Пьем до дна - страница 18

Шрифт
Интервал


Должен признаться, что меня очень искушало желание не спорить. До сих пор я жил нелегко, вначале заканчивая Дортмунд, а потом блуждая по самым далеким и заброшенным местам земли. Я лежал, расслаблялся, за мной ухаживали, меня нежили, и это делало дом доктора маленьким кусочком неба.

И здесь был свой ангел. Энн Доринг.

Всю жизнь я что-то искал. Не руины, не ископаемые отложения, не артефакты людей, которые уже были цивилизованными, когда мои предки еще глодали мясо с костей мастодонта, но чего-то более личного, чего-то заполняющего пробел во мне, чего-то такого, что утолило бы мой неутолимый голод.

Однако я никогда не знал, что это, пока не увидел Энн Доринг, которую ее брат тащил к моему столу в столовой. Тогда я понял, что нашел. За те несколько секунд, когда Дик выпаливал представления, которых я не слышал, она сделала со мной то, чего не могла сделать никакая другая женщина в мире.

Я не могу выразить это в словах, но у меня закололо руку, когда она встретилась с ладонью Энн, и что-то возникло между нами, прямо там, в столовой.
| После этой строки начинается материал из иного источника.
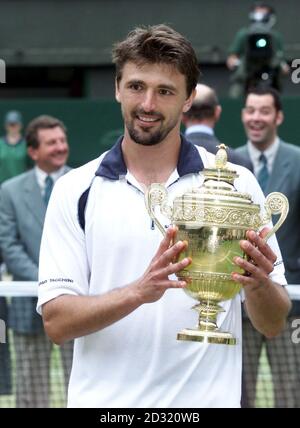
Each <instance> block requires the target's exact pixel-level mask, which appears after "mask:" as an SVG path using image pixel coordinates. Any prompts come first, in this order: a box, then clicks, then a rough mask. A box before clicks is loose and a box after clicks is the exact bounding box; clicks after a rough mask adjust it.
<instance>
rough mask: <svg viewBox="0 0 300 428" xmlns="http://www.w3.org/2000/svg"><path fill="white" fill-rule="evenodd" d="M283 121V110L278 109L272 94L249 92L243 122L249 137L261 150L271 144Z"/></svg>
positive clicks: (242, 121)
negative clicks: (277, 129) (250, 93)
mask: <svg viewBox="0 0 300 428" xmlns="http://www.w3.org/2000/svg"><path fill="white" fill-rule="evenodd" d="M282 121H283V113H282V111H277V110H276V108H275V105H274V99H273V97H272V95H270V94H266V95H256V94H249V95H248V97H247V99H246V104H245V107H244V108H243V111H242V122H243V124H244V128H245V132H246V134H247V137H248V139H249V140H250V141H251V142H252V143H253V144H254V145H255V146H256V147H257V148H258V149H260V150H265V149H266V148H267V147H268V146H270V145H271V144H272V143H273V142H274V140H275V137H276V135H277V127H278V126H279V125H280V124H281V123H282Z"/></svg>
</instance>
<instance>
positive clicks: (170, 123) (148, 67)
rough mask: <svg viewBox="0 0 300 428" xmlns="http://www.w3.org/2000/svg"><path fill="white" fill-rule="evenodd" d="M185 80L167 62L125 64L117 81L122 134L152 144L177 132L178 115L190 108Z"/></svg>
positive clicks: (164, 138) (130, 63)
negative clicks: (121, 124) (146, 63)
mask: <svg viewBox="0 0 300 428" xmlns="http://www.w3.org/2000/svg"><path fill="white" fill-rule="evenodd" d="M193 96H194V94H193V95H192V96H190V97H189V98H187V93H186V79H185V76H184V75H183V74H181V73H179V72H178V71H177V70H176V69H175V68H174V67H171V66H169V65H166V64H144V65H136V64H135V63H133V62H129V63H127V64H125V66H124V68H123V72H122V78H121V80H120V81H119V82H118V83H117V84H116V99H117V101H119V102H120V103H121V107H122V114H123V118H124V122H125V136H127V137H128V136H129V137H130V138H131V140H133V141H134V142H136V143H137V144H141V145H145V146H151V145H155V144H158V143H160V142H161V141H163V140H164V139H165V138H166V137H167V136H168V135H169V134H171V135H172V133H174V136H175V135H176V134H177V135H178V132H179V129H180V121H181V115H182V112H183V111H187V110H188V109H189V108H190V105H191V102H192V99H193Z"/></svg>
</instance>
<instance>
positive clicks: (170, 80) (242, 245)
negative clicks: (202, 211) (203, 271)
mask: <svg viewBox="0 0 300 428" xmlns="http://www.w3.org/2000/svg"><path fill="white" fill-rule="evenodd" d="M113 59H114V62H115V64H116V99H117V101H118V102H120V104H121V109H122V114H123V118H124V136H122V137H120V138H119V140H118V141H117V143H116V144H115V146H114V147H113V148H112V149H111V150H110V151H108V152H107V153H104V154H103V155H102V156H101V157H100V158H98V159H96V160H94V161H92V162H90V163H88V164H86V165H84V166H83V167H81V168H79V169H77V170H73V171H71V172H70V174H68V175H67V176H65V177H62V178H61V179H60V181H59V183H58V184H57V186H55V189H54V192H53V195H52V197H51V201H50V204H49V209H48V212H47V216H46V221H45V229H44V233H43V239H42V246H41V254H40V273H39V280H40V286H39V300H38V311H39V312H40V313H42V315H43V319H44V324H45V328H46V331H47V333H48V334H49V336H50V337H51V338H52V339H53V340H54V342H56V343H63V342H64V341H66V340H69V339H73V338H76V341H75V347H74V360H73V367H72V373H71V379H70V385H69V396H68V405H69V406H70V407H90V406H92V407H218V406H219V407H238V406H239V405H240V387H241V318H240V317H241V302H240V298H241V296H240V295H237V296H236V298H234V299H233V300H231V301H227V302H226V303H225V304H224V305H225V307H226V313H222V314H221V316H220V319H219V325H220V326H221V327H222V328H223V327H224V328H225V329H229V330H230V331H232V332H233V333H234V335H235V337H237V338H238V345H236V346H231V347H230V346H221V345H208V344H199V343H195V342H180V341H176V333H177V332H178V330H179V329H181V328H182V326H183V325H190V324H191V322H192V319H193V314H192V311H189V310H187V307H188V306H189V305H191V304H192V301H191V299H190V298H189V297H188V296H187V295H185V293H183V292H182V288H184V287H185V286H186V283H185V282H184V281H179V280H178V279H176V277H175V276H174V275H173V274H176V272H178V271H179V270H181V269H183V268H184V267H186V266H188V265H189V264H190V263H191V260H190V259H189V258H184V259H183V260H181V261H177V262H176V261H175V260H176V257H177V256H178V255H179V254H180V252H181V251H183V250H184V248H185V243H184V242H178V243H176V244H175V245H172V244H171V242H172V239H173V237H174V234H175V233H176V230H175V229H174V228H172V227H170V228H169V229H168V232H167V234H166V237H165V239H163V240H162V239H161V235H160V231H159V230H158V229H157V228H156V227H155V226H154V225H153V223H152V221H151V219H150V218H149V215H148V213H147V210H146V208H145V203H144V191H145V189H146V188H147V186H149V185H150V184H151V183H154V182H156V183H164V184H165V186H166V187H167V188H168V190H169V191H170V198H173V197H174V196H175V195H178V194H182V193H183V192H184V191H186V190H187V189H190V188H191V187H193V186H194V185H199V186H200V185H201V184H202V183H203V174H202V173H201V171H202V170H203V167H204V166H207V165H208V164H210V163H211V162H212V161H213V160H214V155H212V154H210V153H208V152H207V151H206V150H205V149H204V148H201V147H196V146H195V145H193V144H191V143H190V142H188V141H187V140H186V139H185V138H184V137H182V136H181V135H180V123H181V116H182V113H183V112H185V111H187V110H188V109H189V108H190V106H191V103H192V100H193V98H194V95H195V87H196V84H197V80H198V75H199V69H198V64H197V58H196V55H195V52H194V50H193V48H192V46H191V44H190V43H189V42H188V41H187V40H186V39H185V38H184V37H183V36H182V35H180V34H179V33H177V32H176V31H175V30H173V29H172V28H170V27H168V26H165V25H157V26H153V27H147V28H136V29H134V30H133V31H132V32H130V33H129V35H128V36H127V38H126V39H125V40H124V41H122V42H120V43H118V44H117V45H116V46H115V48H114V53H113ZM237 169H238V172H239V174H240V178H239V179H238V180H237V183H236V186H237V187H238V189H239V190H240V191H247V192H254V199H255V201H256V202H257V203H262V202H263V199H264V198H263V194H262V192H261V191H260V189H259V186H258V185H257V182H256V180H255V178H254V176H253V175H252V174H251V173H250V171H248V170H246V169H245V168H243V167H240V166H237ZM161 221H162V224H164V225H168V224H169V221H168V219H167V218H165V217H163V216H162V218H161ZM248 237H249V241H243V242H241V246H242V247H243V249H244V250H245V251H246V253H247V254H248V255H249V257H250V258H251V259H252V260H253V263H255V264H256V265H255V266H254V265H253V264H252V263H250V262H248V261H247V260H245V259H242V258H235V260H234V263H235V264H237V265H238V266H241V267H242V268H243V269H246V270H247V271H248V272H249V273H250V275H249V276H244V275H238V274H237V273H235V274H233V279H234V280H235V281H237V282H239V283H241V284H242V285H244V286H245V295H246V300H247V305H249V312H250V314H251V319H252V321H253V323H254V324H255V326H256V327H257V328H258V329H259V330H260V331H261V332H263V333H264V334H267V335H268V336H273V335H276V334H277V333H278V332H279V331H281V329H282V328H283V326H284V320H285V317H286V314H287V312H288V309H289V299H288V296H287V293H286V291H285V290H284V288H283V287H282V286H281V285H278V284H276V283H279V284H284V283H285V278H284V270H283V265H282V264H281V263H280V264H279V265H278V266H277V267H276V268H274V266H273V264H274V262H275V260H276V257H278V258H279V260H280V251H279V249H278V246H277V244H276V239H275V238H274V239H272V240H270V245H271V246H272V248H273V250H274V252H273V250H272V249H271V248H270V247H269V246H268V245H265V244H264V243H263V240H262V238H261V237H260V236H258V235H256V234H255V233H254V232H253V231H252V232H250V233H249V235H248ZM275 252H276V253H277V256H276V255H275ZM269 274H270V276H269ZM229 391H230V393H229Z"/></svg>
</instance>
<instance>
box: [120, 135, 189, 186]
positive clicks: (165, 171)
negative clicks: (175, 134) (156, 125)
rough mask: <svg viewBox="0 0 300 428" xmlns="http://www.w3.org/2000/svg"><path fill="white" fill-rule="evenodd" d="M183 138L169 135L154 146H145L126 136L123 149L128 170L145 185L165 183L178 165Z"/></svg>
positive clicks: (122, 145) (123, 146)
mask: <svg viewBox="0 0 300 428" xmlns="http://www.w3.org/2000/svg"><path fill="white" fill-rule="evenodd" d="M180 144H181V138H180V135H179V134H177V135H176V136H174V137H172V136H168V137H167V138H166V139H165V140H164V141H162V142H161V143H159V144H157V145H154V146H143V145H139V144H137V143H135V142H134V141H132V140H131V139H129V138H126V137H124V140H123V142H122V151H123V155H124V160H125V163H126V165H127V169H128V171H130V173H131V174H132V175H133V176H134V177H135V178H136V180H137V181H138V182H140V183H142V184H144V185H145V186H149V185H150V184H151V183H165V182H166V181H167V180H168V178H169V177H170V175H171V173H172V172H173V171H174V169H175V168H176V166H177V163H178V157H179V151H180Z"/></svg>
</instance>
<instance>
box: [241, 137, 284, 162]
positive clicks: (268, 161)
mask: <svg viewBox="0 0 300 428" xmlns="http://www.w3.org/2000/svg"><path fill="white" fill-rule="evenodd" d="M247 145H248V150H249V154H250V158H251V160H252V163H253V164H257V163H259V158H260V155H261V154H262V153H264V155H265V156H266V158H267V161H268V164H273V161H274V159H275V156H276V153H277V150H278V148H279V138H278V137H276V138H275V141H274V143H272V144H271V145H270V146H269V147H268V148H267V149H266V150H265V151H264V152H261V151H260V150H258V149H257V148H256V147H255V146H254V145H253V143H251V141H248V142H247Z"/></svg>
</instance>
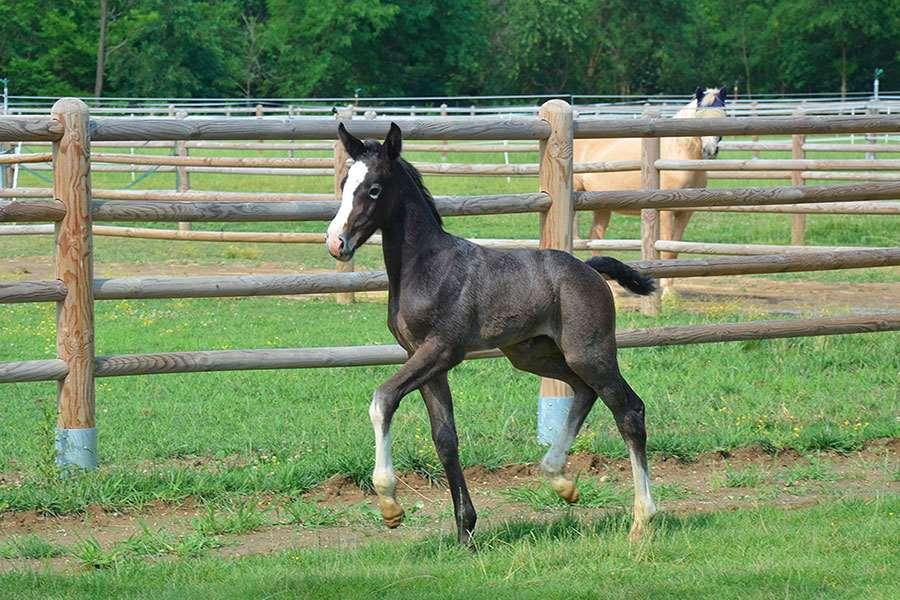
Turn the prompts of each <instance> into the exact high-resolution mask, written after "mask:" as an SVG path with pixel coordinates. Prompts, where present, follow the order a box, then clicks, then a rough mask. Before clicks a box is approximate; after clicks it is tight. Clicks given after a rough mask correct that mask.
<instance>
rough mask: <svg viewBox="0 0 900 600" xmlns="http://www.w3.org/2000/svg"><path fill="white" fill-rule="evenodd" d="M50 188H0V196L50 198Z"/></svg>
mask: <svg viewBox="0 0 900 600" xmlns="http://www.w3.org/2000/svg"><path fill="white" fill-rule="evenodd" d="M52 197H53V190H52V189H50V188H0V198H52Z"/></svg>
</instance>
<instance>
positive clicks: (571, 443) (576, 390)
mask: <svg viewBox="0 0 900 600" xmlns="http://www.w3.org/2000/svg"><path fill="white" fill-rule="evenodd" d="M573 389H574V391H575V397H574V399H573V400H572V408H570V409H569V414H568V416H567V417H566V424H565V426H564V427H563V429H562V431H560V432H559V435H558V437H557V438H556V439H555V440H553V444H552V445H551V446H550V449H549V450H548V451H547V454H546V455H544V459H543V460H542V461H541V468H542V469H543V471H544V473H546V474H547V476H548V477H549V478H550V485H552V486H553V489H554V490H555V491H556V493H557V495H559V497H560V498H562V499H563V500H565V501H566V502H568V503H569V504H574V503H576V502H578V498H579V496H580V495H579V493H578V488H577V487H576V486H575V482H574V481H572V480H571V479H569V478H568V477H566V475H565V472H564V468H565V466H566V457H567V456H568V454H569V449H570V448H571V447H572V444H573V443H574V442H575V436H577V435H578V432H579V431H580V430H581V425H582V424H583V423H584V419H585V418H586V417H587V415H588V413H589V412H591V408H593V406H594V402H595V401H596V400H597V394H596V392H594V390H592V389H591V388H589V387H588V386H586V385H585V384H584V383H582V382H580V381H579V382H578V384H577V385H575V386H573Z"/></svg>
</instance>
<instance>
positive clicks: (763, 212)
mask: <svg viewBox="0 0 900 600" xmlns="http://www.w3.org/2000/svg"><path fill="white" fill-rule="evenodd" d="M691 210H695V211H706V212H761V213H801V212H802V213H819V214H831V215H897V214H900V202H897V201H869V202H829V203H825V204H772V205H769V206H698V207H696V208H693V209H691Z"/></svg>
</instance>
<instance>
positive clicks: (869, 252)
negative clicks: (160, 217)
mask: <svg viewBox="0 0 900 600" xmlns="http://www.w3.org/2000/svg"><path fill="white" fill-rule="evenodd" d="M313 235H319V234H313ZM320 237H321V236H320ZM496 241H500V242H510V241H513V240H496ZM612 241H613V240H610V242H612ZM639 243H640V241H639V240H635V241H634V242H633V244H634V245H635V246H639ZM682 244H683V245H685V246H687V245H689V244H691V242H664V241H660V242H657V244H656V245H657V248H658V249H659V250H676V251H684V250H683V247H684V246H682ZM488 245H491V244H488ZM533 245H534V246H535V247H536V246H537V244H536V243H534V244H533ZM722 245H723V246H730V245H728V244H722ZM746 247H749V246H746ZM775 248H784V247H778V246H776V247H775ZM788 248H790V247H788ZM793 250H794V252H793V253H792V254H776V255H765V256H751V257H738V258H732V257H730V258H716V259H706V260H696V259H691V260H685V259H678V260H656V261H628V262H627V263H626V264H629V265H631V266H632V267H634V268H637V269H640V270H641V271H643V272H645V273H646V274H647V275H650V276H652V277H709V276H715V275H753V274H761V273H790V272H798V271H824V270H834V269H860V268H870V267H889V266H898V265H900V248H884V249H860V248H846V249H841V250H831V251H822V250H821V249H817V248H794V249H793ZM387 289H388V280H387V274H386V273H385V272H384V271H358V272H351V273H318V274H311V275H306V274H303V275H233V276H213V277H131V278H122V279H96V280H94V284H93V290H94V299H95V300H148V299H165V298H224V297H244V296H276V295H302V294H333V293H340V292H373V291H386V290H387ZM65 295H66V288H65V285H64V284H63V283H62V282H61V281H23V282H12V283H0V304H3V303H7V304H8V303H17V302H51V301H59V300H61V299H62V298H64V297H65Z"/></svg>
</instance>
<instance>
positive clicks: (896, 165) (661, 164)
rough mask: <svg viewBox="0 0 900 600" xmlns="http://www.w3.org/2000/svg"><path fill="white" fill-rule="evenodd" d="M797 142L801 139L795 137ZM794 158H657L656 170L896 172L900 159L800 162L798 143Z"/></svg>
mask: <svg viewBox="0 0 900 600" xmlns="http://www.w3.org/2000/svg"><path fill="white" fill-rule="evenodd" d="M798 137H799V138H800V139H801V140H802V139H803V136H802V135H801V136H798ZM798 150H799V153H798V156H796V157H794V156H792V157H791V159H790V160H788V159H786V158H785V159H766V158H750V159H746V160H743V159H723V158H718V159H715V160H686V159H685V160H673V159H660V160H657V161H656V168H657V169H662V170H664V171H817V170H818V171H828V170H836V169H844V170H846V171H898V170H900V160H889V159H879V160H866V159H862V158H846V159H834V158H817V159H804V158H803V145H802V142H801V143H800V145H799V147H798Z"/></svg>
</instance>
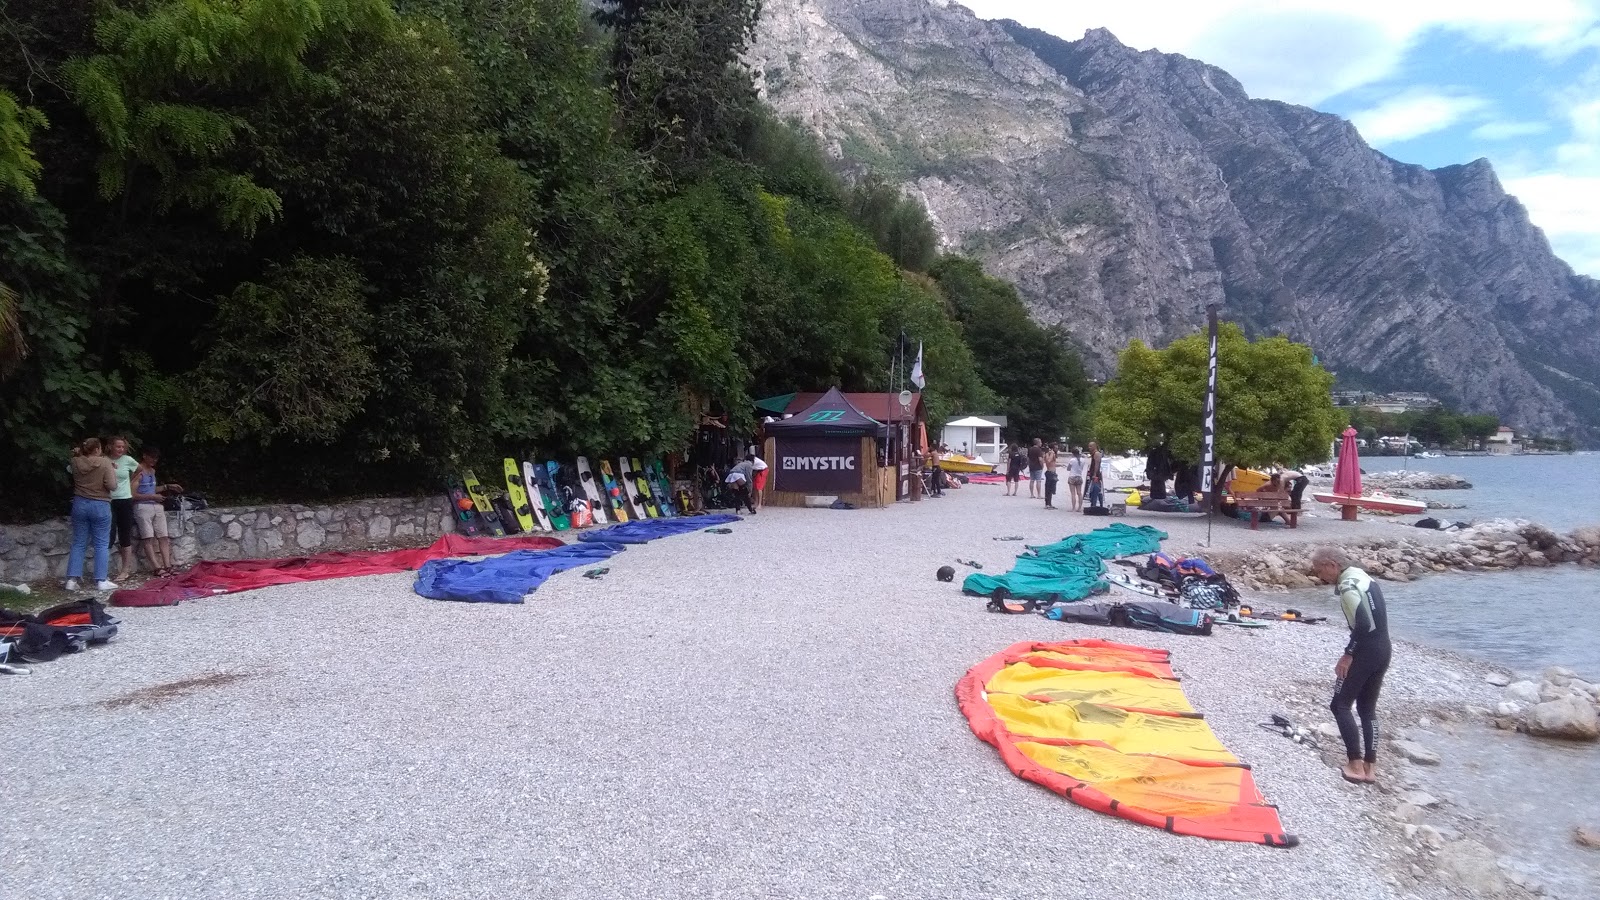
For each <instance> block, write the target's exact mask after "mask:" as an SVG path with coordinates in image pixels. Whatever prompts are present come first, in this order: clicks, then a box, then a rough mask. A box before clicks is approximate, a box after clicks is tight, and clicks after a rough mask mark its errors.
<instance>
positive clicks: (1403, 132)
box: [1350, 88, 1490, 147]
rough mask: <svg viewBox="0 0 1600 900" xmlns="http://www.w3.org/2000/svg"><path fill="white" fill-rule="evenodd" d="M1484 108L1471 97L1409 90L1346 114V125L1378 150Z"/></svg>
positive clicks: (1429, 90) (1420, 134)
mask: <svg viewBox="0 0 1600 900" xmlns="http://www.w3.org/2000/svg"><path fill="white" fill-rule="evenodd" d="M1488 106H1490V104H1488V101H1485V99H1483V98H1478V96H1472V94H1464V93H1443V91H1434V90H1429V88H1413V90H1408V91H1405V93H1400V94H1395V96H1392V98H1389V99H1386V101H1384V102H1381V104H1378V106H1374V107H1373V109H1366V110H1362V112H1357V114H1354V115H1350V122H1354V123H1355V127H1357V130H1360V131H1362V136H1363V138H1366V143H1368V144H1373V146H1374V147H1381V146H1387V144H1398V143H1400V141H1410V139H1411V138H1421V136H1422V135H1432V133H1434V131H1443V130H1445V128H1450V127H1451V125H1454V123H1458V122H1461V120H1462V119H1467V117H1469V115H1475V114H1480V112H1483V110H1485V109H1488Z"/></svg>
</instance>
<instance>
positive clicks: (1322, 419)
mask: <svg viewBox="0 0 1600 900" xmlns="http://www.w3.org/2000/svg"><path fill="white" fill-rule="evenodd" d="M1208 362H1210V344H1208V340H1206V336H1205V335H1190V336H1187V338H1181V340H1178V341H1173V344H1171V346H1168V348H1166V349H1163V351H1154V349H1150V348H1147V346H1144V344H1142V343H1141V341H1133V343H1130V344H1128V349H1125V351H1123V352H1122V356H1120V359H1118V360H1117V376H1115V378H1112V380H1110V381H1109V383H1106V388H1104V389H1102V391H1101V396H1099V407H1098V412H1096V420H1094V434H1096V437H1098V439H1099V442H1101V445H1102V447H1104V448H1106V450H1126V448H1144V447H1149V445H1152V444H1157V442H1160V440H1162V439H1165V440H1166V444H1168V447H1171V450H1173V455H1174V456H1176V458H1179V460H1189V461H1198V460H1200V458H1202V418H1203V413H1205V391H1206V372H1208ZM1331 389H1333V375H1330V373H1328V372H1325V370H1323V368H1322V367H1320V365H1317V364H1315V362H1314V360H1312V352H1310V348H1307V346H1304V344H1296V343H1293V341H1290V340H1288V338H1280V336H1278V338H1262V340H1258V341H1250V340H1248V338H1245V333H1243V331H1242V330H1240V328H1238V327H1237V325H1232V323H1224V325H1222V328H1221V331H1219V335H1218V407H1216V453H1218V458H1219V460H1224V461H1227V463H1234V464H1240V466H1269V464H1274V463H1278V464H1290V466H1294V464H1302V463H1320V461H1323V460H1326V458H1328V452H1330V448H1331V445H1333V439H1334V437H1336V436H1338V434H1339V431H1342V429H1344V418H1342V416H1341V415H1339V412H1338V410H1336V408H1334V405H1333V396H1331V394H1330V391H1331Z"/></svg>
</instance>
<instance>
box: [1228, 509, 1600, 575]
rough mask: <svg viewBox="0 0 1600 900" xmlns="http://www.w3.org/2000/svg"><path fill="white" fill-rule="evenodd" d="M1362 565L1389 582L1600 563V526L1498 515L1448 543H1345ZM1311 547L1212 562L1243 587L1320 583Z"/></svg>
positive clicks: (1264, 550)
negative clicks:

Теперь у меня был целый день, чтобы смотреть на нее и мечтать о ней. Корт Стоун по вечерам начинал со мной мужской разговор, его подстриженная вандейковская бородка ощетинивалась, глаза блестели, когда он рассказывал о ежедневных битвах со смертью, таких же тяжелых и опасных, как мои битвы с ненасытными дикарями. Но мне было не по себе, и стены дома казались мне стенами тюрьмы.

Я, конечно, не забывал, что оставались еще две последние недели сезона, когда штат лагеря выбивается из сил, чтобы все шло как обычно, но при этом начинаются лихорадочные приготовления к окончанию. Если сейчас что-нибудь пойдет не так, мои надежды на то, что Тони Вагнер профинансирует раскопки в Пет Анкоре в Месопотамии, рухнут. А там под сотней ярдов отложений лежат доказательства некоторых моих теорий о предыстории. Но одновременно я чувствовал необходимость вернуться в лагерь Ванука, и это не имело отношения к моим обязанностям.

Как ни странно, это чувство было не так сильно, когда я бодрствовал, чем, когда, я думаю, в результате слабости погружался в дремоту, в полусон. Меня это сильно беспокоило, потому что я не мог понять причины.

Я никогда не вижу сны, но сейчас я просыпаюсь по ночам, лежу с открытыми глазами и отчаянно стараюсь вспомнить картины, которые уходят в забвение, стоит мне проснуться.